With support from the Department of Sociology and Criminology, we are very pleased to offer a talk from Professor Irene Hardill on ‘Understanding Impact from a Social Science Perspective’.
This event is offered to all staff at the University and will be proceeded by a catered reception and an introduction from Professor Jon Bannister of Manchester Met’s Policy Evaluation Research Unit (PERU).
Weds 21st March
Geoffrey Manton LT2
Booking essential – https://www.eventbrite.com/e/understanding-impact-from-a-social-science-perspective-tickets-42121800439
Irene Hardill is Professor Public Policy, Department of Social Sciences, Northumbria University. She is a human geographer whose work is policy-related. Over the years her research has explored the changing world of work through the many meanings of work, paid work, unpaid work in the home and in the community.
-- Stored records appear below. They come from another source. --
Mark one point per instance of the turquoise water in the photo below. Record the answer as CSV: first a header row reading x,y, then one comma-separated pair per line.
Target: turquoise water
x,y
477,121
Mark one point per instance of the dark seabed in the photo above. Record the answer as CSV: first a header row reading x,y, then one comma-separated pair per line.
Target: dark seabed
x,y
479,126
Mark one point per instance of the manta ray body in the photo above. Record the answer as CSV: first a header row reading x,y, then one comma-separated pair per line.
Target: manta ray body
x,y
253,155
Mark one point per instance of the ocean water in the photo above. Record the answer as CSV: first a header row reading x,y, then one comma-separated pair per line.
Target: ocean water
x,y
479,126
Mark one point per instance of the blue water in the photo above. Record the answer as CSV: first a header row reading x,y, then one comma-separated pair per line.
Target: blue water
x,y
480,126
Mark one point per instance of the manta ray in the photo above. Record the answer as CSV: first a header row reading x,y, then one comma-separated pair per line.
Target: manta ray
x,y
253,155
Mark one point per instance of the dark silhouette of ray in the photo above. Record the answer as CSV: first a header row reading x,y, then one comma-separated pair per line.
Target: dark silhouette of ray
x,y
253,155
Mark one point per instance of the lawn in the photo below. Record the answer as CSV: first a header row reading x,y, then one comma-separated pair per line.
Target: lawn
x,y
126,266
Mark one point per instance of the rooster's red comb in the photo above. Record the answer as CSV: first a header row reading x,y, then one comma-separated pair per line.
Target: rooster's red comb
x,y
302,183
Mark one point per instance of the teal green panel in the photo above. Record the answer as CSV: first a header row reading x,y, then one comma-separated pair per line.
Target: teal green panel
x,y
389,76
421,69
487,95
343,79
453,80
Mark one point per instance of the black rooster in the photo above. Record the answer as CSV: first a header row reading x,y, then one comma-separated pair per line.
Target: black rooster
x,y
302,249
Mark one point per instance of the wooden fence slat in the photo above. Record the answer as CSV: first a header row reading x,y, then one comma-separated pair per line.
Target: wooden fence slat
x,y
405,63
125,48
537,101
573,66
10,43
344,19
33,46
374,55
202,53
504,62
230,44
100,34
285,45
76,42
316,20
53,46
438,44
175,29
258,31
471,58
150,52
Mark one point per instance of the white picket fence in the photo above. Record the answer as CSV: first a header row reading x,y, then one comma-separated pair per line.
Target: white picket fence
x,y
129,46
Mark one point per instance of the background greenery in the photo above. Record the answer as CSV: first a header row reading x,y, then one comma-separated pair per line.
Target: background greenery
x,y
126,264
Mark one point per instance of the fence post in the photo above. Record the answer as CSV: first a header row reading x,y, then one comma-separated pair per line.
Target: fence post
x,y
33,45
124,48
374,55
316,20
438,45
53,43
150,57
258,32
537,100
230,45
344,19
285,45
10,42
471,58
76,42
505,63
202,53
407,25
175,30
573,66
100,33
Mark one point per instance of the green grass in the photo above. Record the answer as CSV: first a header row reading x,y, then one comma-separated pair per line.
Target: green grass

She has explored what moves people to volunteer and the changing roles and responsibilities of voluntary and community sector organisations in the mixed economy of welfare. Her research is participatory, involving working in close partnership with research users. She has held a number of ESRC grants, and managed projects from other sponsors including the Leverhulme Trust, Age Concern England, the Canadian High Commission, and the French Government. Her current research includes a British Academy Infrastructure project on Digitising Voluntary and Community Sector Archives; an ESRC project Discourses of Voluntary Action at two ‘Transformational Moments’ of the Welfare State, the 1940s and 2010s (ES/N018249/1) and she is also undertaking evaluations of two major ESRC civil society investments. Recent publications include an edited book on lifecourse methods, co-edited with Dr Nancy Worth: Researching the Lifecourse: Critical Reflections from the Social Sciences(Bristol, Policy Press) a co-authored Enterprising Care: Unpaid Voluntary Action in the 21st century with Professor Sue Baines (MMU) and her book with Professor Jon Bannister J (MMU)Knowledge Mobilisation and the Social Sciences: dancing with new partners in an age of austerity has just been published in paperback by Routledge. She has substantial committee and commissioning panel experience for ESRC and RCUK, and is currently a member of the ESRC Capability Committee. In 2002, she was elected a Fellow of the Academy for the Social Sciences, and currently sits on the Nominations Committee.